Let us do the same for the Gemini API

import google.generativeai as genai
import os
import json
from dotenv import load_dotenv
load_dotenv()

genai.configure(api_key=os.getenv('GEMINI_API_KEY'))

import typing_extensions as typing

class Explanation(typing.TypedDict):
    matching_sentence_if_any: str
    explanation: str

class DeathInfo(typing.TypedDict):
    caused_by_covid19: bool
    caused_by_covid19_explanation: Explanation
    tested_positive: bool
    tested_positive_explanation: Explanation
    hospitalized: bool
    hospitalized_explanation: Explanation
    dose_number: int
    dose_number_explanation: Explanation
    vaccine_manufacturer: str
    vaccine_manufacturer_explanation: Explanation
    days_from_last_vaccination_to_symptom_onset: int
    days_from_symptom_onset_to_death: int


model = genai.GenerativeModel(
    model_name="gemini-1.5-pro-latest",
    system_instruction="You are a biomedical expert.
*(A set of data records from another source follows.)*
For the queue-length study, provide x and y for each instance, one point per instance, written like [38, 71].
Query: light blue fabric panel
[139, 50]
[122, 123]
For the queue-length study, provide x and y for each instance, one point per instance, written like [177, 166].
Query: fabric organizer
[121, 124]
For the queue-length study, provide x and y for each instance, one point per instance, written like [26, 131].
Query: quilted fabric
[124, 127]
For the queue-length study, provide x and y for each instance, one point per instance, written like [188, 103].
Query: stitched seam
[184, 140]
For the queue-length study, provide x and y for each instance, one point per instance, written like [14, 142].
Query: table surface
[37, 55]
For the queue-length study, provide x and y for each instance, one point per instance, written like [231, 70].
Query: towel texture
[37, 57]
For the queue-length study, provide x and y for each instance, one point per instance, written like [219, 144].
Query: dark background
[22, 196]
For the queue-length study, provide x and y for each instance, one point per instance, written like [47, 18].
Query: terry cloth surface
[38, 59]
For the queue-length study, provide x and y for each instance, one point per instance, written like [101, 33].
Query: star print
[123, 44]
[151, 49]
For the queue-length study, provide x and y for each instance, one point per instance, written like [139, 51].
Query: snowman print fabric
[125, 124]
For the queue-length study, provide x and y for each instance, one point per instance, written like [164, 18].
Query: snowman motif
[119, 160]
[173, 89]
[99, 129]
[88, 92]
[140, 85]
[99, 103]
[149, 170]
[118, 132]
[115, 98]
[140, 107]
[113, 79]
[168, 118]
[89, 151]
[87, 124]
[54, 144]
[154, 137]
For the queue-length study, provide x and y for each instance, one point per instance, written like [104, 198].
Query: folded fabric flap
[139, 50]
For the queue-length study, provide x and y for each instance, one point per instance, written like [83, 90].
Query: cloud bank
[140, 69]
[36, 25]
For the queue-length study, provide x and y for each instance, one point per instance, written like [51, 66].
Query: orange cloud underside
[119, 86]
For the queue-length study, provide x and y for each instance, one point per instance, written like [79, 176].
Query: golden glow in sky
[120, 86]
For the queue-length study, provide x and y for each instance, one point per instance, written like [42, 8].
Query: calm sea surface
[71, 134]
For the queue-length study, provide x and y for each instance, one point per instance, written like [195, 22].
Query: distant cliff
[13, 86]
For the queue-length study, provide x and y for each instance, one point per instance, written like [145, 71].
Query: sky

If the value is not available, use 'Unknown' for string and -1 for int. If there is no matching sentence, leave the field empty.")
result = model.generate_content(
    '''
    Patient stated he wasn't feeling well on January 25, 2021, wasn't eating and complained of abdominal pain.  Patient noted to have indigestion and was constipated.  Meds provided and labs ordered.  On morning of January 26, 2021, patient became weak, lethargic and hypoxic and was sent to emergency department around 0700 hours on January 26, 2021.  At approximately 1100 hours, emergency physician notified this writer that patient was not going to overcome his illness and would be placed on comfort care.  At approximately 1130 hours, this writer was notified that patient had passed away from multi-organ failure.
    ''',
    generation_config=genai.GenerationConfig(
        response_mime_type="application/json", response_schema=DeathInfo
    ),
)

print(result)
response = json.loads(result.text)
with open('gemini_response.json', 'w+') as f:
    json.dump(response, f, indent=2)

And here is the response (quite similar to what we got from GPT4)

{
  "caused_by_covid19": false,
  "caused_by_covid19_explanation": {
    "explanation": "The text doesn't mention COVID-19 as the cause of death.",
    "matching_sentence_if_any": ""
  },
  "days_from_last_vaccination_to_symptom_onset": -1,
  "days_from_symptom_onset_to_death": 2,
  "dose_number": -1,
  "dose_number_explanation": {
    "explanation": "No information on vaccine doses administered was found in the text.",
    "matching_sentence_if_any": ""
  },
  "hospitalized": true,
  "hospitalized_explanation": {
    "explanation": "Patient became weak, lethargic and hypoxic and was sent to emergency department",
    "matching_sentence_if_any": "Patient became weak, lethargic and hypoxic and was sent to emergency department around 0700 hours on January 26, 2021."
  },
  "tested_positive": false,
  "tested_positive_explanation": {
    "explanation": "No information on positive test results found in provided text.",
    "matching_sentence_if_any": ""
  },
  "vaccine_manufacturer": "Unknown",
  "vaccine_manufacturer_explanation": {
    "explanation": "No information on vaccine manufacturer was found in the text.",
    "matching_sentence_if_any": ""
  }
}

You can use this approach to extract nearly any kind of information you want from your text, and forcing the LLM to provide a supporting sentence means you can even use this information to train your own custom ML models.